Video technology: The future for high street stores

Rosie Lintott 20 December 2019 (Last Updated December 23rd, 2019 09:24)

High street retailers are under pressure from online competition, but the use of video technology could benefit in-store operations and keep consumers coming into the shops. With innovations being introduced in stores such as Whole Foods installing a robotic barista in the US, video technology within the retail industry could be a positive step.

Video technology: The future for high street stores
Nigel Ashman talks to Retail Insight Network about video technology in the high street. Credit: Leonard Bentley

High street retailers are under pressure from online competition, but the use of video technology could benefit in-store operations and keep consumers coming into the shops. With innovations being introduced in stores such as Whole Foods installing a robotic barista in the US, video technology within the retail industry could be a positive step.

Retail Insight Network speaks with ONVU Retail president Nigel Ashman about the use of video technology on the high street and whether retailers should adopt new technology to keep consumer engagement.

The customer journey

Using video analytics, retailers can monitor customers when they enter the shop. Smart video makes it easier for retailers to see areas that customers are spending more time in and where they are not. The use of smart video can help retailers decide the layout of the store and how to customise it to suit customers’ needs.

Ashman says: “The experience of shopping is extremely important when winning over consumers. We can categorise consumers into two types; people who ‘go’ shopping or people who ‘do’ shopping. Video analytics can help engage both types of customers.

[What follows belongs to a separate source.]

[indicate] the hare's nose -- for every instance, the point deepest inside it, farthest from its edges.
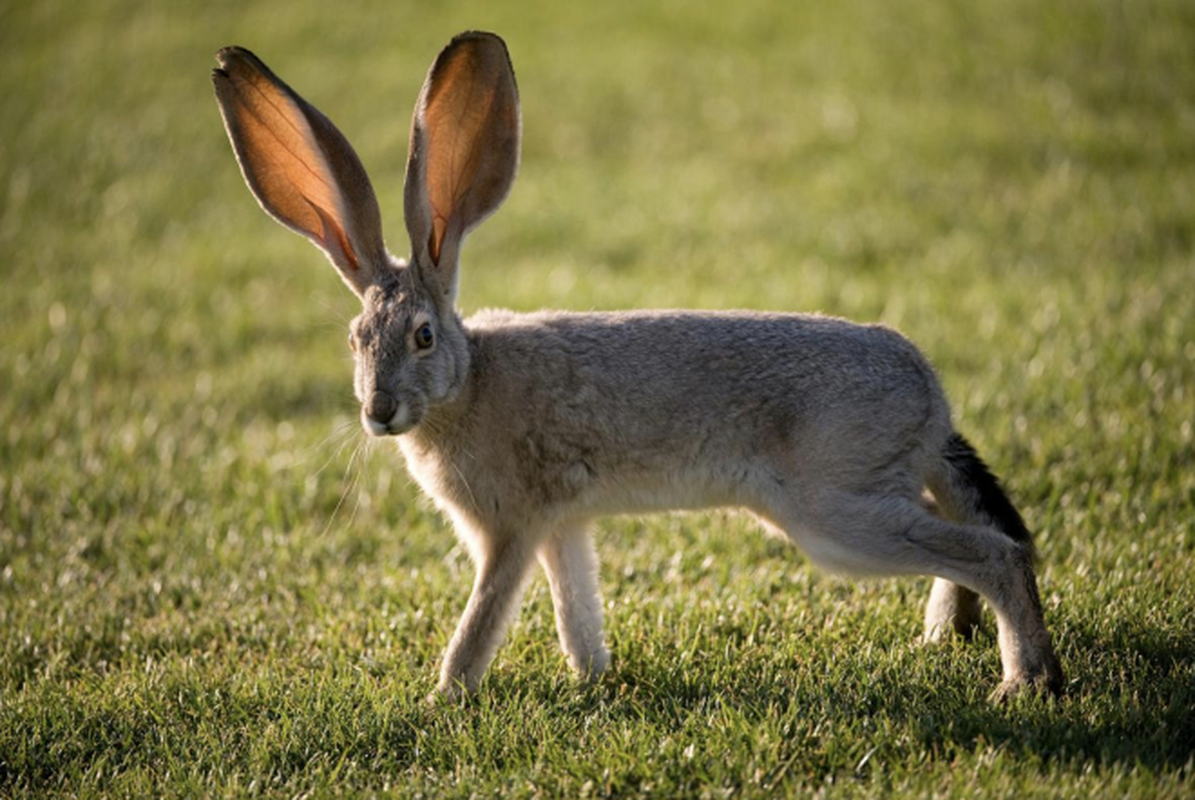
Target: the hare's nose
(381, 407)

People who go shopping are looking for a good experience and to enjoy the process of browsing. This means the displays they see whilst meandering through the store are key, as they could inspire them to change their behaviour and pick an additional item up.

“On the other hand, people who do shopping normally have a very particular product in mind which they want to purchase. The actual functionality of the store is of great importance. They need a clear pathway and signage to each area. For example, they might be searching for a spatula in a department store but the path to get to the homeware sections is complicated, not clearly signposted and there are no staff on hand to assist. This could lead to the customer becoming frustrated and leaving the store, never finding the product.”

Staff placement

Using smart video to observe where staff members are being used and where they can be more useful within the store is another benefit of video technology. For example, if there is a build-up of customers at the till the video technology will be able to make the decision to send a text alert for a member of staff to help at the checkout, instead of a senior member of staff having to monitor the situation.

Ashman continues: “A main draw for customers to go to a physical store over an online retailer is there are staff on hand to give advice if and when they are needed. Using sales assistants for their intended use – to sell and assist the customers – can really make the difference in a big sale. This effective use of staff will bolster sales and will entice more customers to enter the physical store rather than just ordering online.

“360-degree video can also be used to measure the amount of staff to customer ratio. Over-staffing is a common issue within stores and can be a huge drain on resources. Video allows senior management to instantly see metrics such as conversion, sales and footfall. The integration of these metrics into an easily usable dashboard not only helps retailers make the correct staffing decisions whilst reducing losses due to overstaffing, it also allows staff to track their own progress on shifts, therefore encouraging staff to push for more sales and to improve performance.”

Visual merchandising

Designing displays in shops takes a lot of time and effort but there is no way of measuring if it brings in more customers. The visual merchandising team would audit all shop displays which can take up more time and money that retailers may not have, using video technology can benefit shops in this way.

Ashman says: “The remote access capabilities of 360-degree video means there is a direct line between the VM design manager and the store, resulting in an enormous amount of savings on travel expenses and time. The VM team can then check whether the display is capturing consumers’ attention and adapt as they see fit. They can also combine this data with the heat mapping and place the really engaging displays on the most-trod path through the store.”

Stepping into the future

Ashman ends by looking into the future of high street retail and how the use of video technology can benefit retailers as a whole.

“By smashing through old conventions, smart video can become an extremely valuable resource for retailers,” he says. “Not only does it give good security, but it gives the retailer the power of data like they’ve never had before. To be able to compete with big tech e-commerce brands, retailers need to adopt new tech to play them at their own game.”